The ultimate goal of these checks is to identify issues early and raise a healthcheck WARN event, to alert the Administrator to the issue.
Prerequisites
In order to effectively analyse the hosts that Ceph is deployed to, this feature requires a cache
of host-related metadata. The metadata is already available from cephadm’s HostFacts class and the
gather-facts
cephadm command. For the purposes of this document, we will assume that this
data is available within the mgr/cephadm “cache” structure.

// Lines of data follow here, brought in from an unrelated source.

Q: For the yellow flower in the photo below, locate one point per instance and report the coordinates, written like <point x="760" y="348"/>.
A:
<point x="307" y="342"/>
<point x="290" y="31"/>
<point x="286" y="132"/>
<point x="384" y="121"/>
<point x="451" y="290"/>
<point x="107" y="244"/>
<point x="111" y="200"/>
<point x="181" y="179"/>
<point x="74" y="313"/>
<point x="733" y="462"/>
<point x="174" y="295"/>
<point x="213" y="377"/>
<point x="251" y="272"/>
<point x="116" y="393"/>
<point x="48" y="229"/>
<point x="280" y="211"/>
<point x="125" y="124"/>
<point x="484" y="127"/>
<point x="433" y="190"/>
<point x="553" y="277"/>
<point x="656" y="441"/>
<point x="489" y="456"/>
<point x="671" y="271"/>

Some checks will require that the host status is also populated e.g. ONLINE, OFFLINE, MAINTENANCE
Administrator Interaction
Not all users will require this feature, and must be able to ‘opt out’. For this reason, mgr/cephadm must provide controls, such as the following;
ceph cephadm compliance enable | disable | status [--format json]

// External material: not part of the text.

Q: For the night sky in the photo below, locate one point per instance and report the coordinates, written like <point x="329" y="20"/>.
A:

ceph cephadm compliance ls [--format json]
ceph cephadm compliance enable-check <name>
ceph cephadm compliance disable-check <name>
ceph cephadm compliance set-check-interval <int>
ceph cephadm compliance get-check-interval
The status option would show the enabled/disabled state of the feature, along with the check-interval.
The ls
subcommand would show all checks in the following format;
check-name status description
Proposed Integration
The compliance checks are not required to run all the time, but instead should run at discrete
intervals. The interval would be configurable under via the set-check-interval
subcommand (default would be every 12 hours)

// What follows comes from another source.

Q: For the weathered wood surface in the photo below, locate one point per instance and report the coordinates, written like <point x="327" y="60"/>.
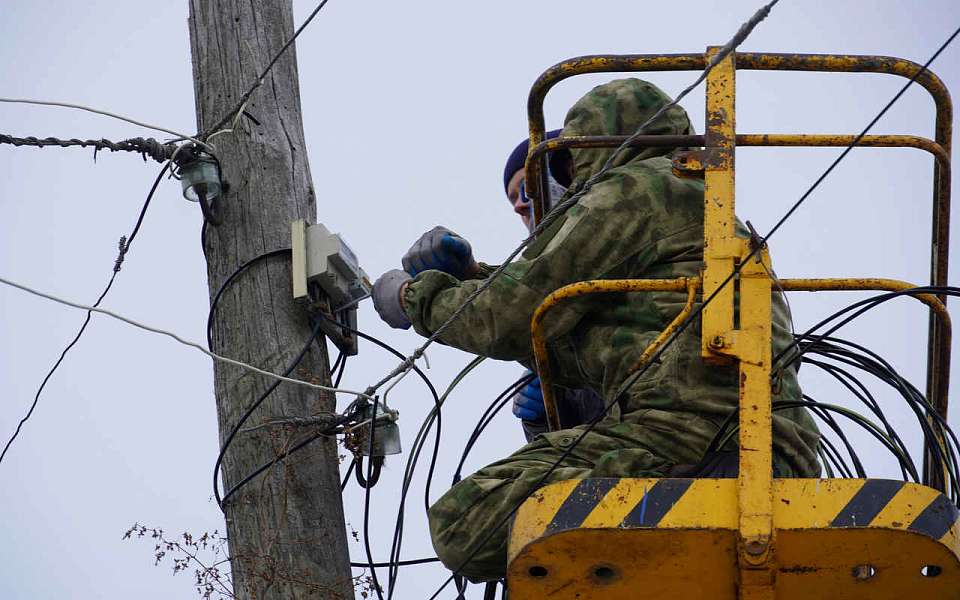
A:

mgr/cephadm currently executes an event driven (time based) serve loop to act on deploy/remove and
reconcile activity. In order to execute the compliance checks, the compliance check code would be
called from this main serve loop - when the set-check-interval
is met.
Proposed Checks
All checks would push any errors to a list, so multiple issues can be escalated to the Admin at the same time. The list below provides a description of each check, with the text following the name indicating a shortname version (the shortname is the reference for command Interaction when enabling or disabling a check)
OS Consistency (OS)
all hosts must use same vendor
all hosts must be on the same major release (this check would only be applicable to distributions that offer a long-term-support strategy (RHEL, CentOS, SLES, Ubuntu etc)
src: gather-facts output
Linux Kernel Security Mode (LSM)
All hosts should have a consistent SELINUX/AppArmor configuration
src: gather-facts output
Services Check (SERVICES)
Hosts that are in an ONLINE state should adhere to the following;
all daemons (systemd units) should be enabled
all daemons should be running (not dead)
src: list_daemons output
Support Status (SUPPORT)
If support status has been detected, it should be consistent across all hosts. At this point support status is available only for Red Hat machines.
src: gather-facts output
Network : MTU (MTU)
All network interfaces on the same Ceph network (public/cluster) should have the same MTU
src: gather-facts output
Network : LinkSpeed (LINKSPEED)
All network interfaces on the same Ceph network (public/cluster) should have the same Linkspeed
src: gather-facts output
Network : Consistency (INTERFACE)
All hosts with OSDs should have consistent network configuration - eg. if some hosts do not separate cluster/public traffic but others do, that is an anomaly that would generate a compliance check warning.
src: gather-facts output
Notification Strategy
If any of the checks fail, mgr/cephadm would raise a WARN level alert
Futures
The checks highlighted here serve only as a starting point, and we should expect to expand on the checks over time.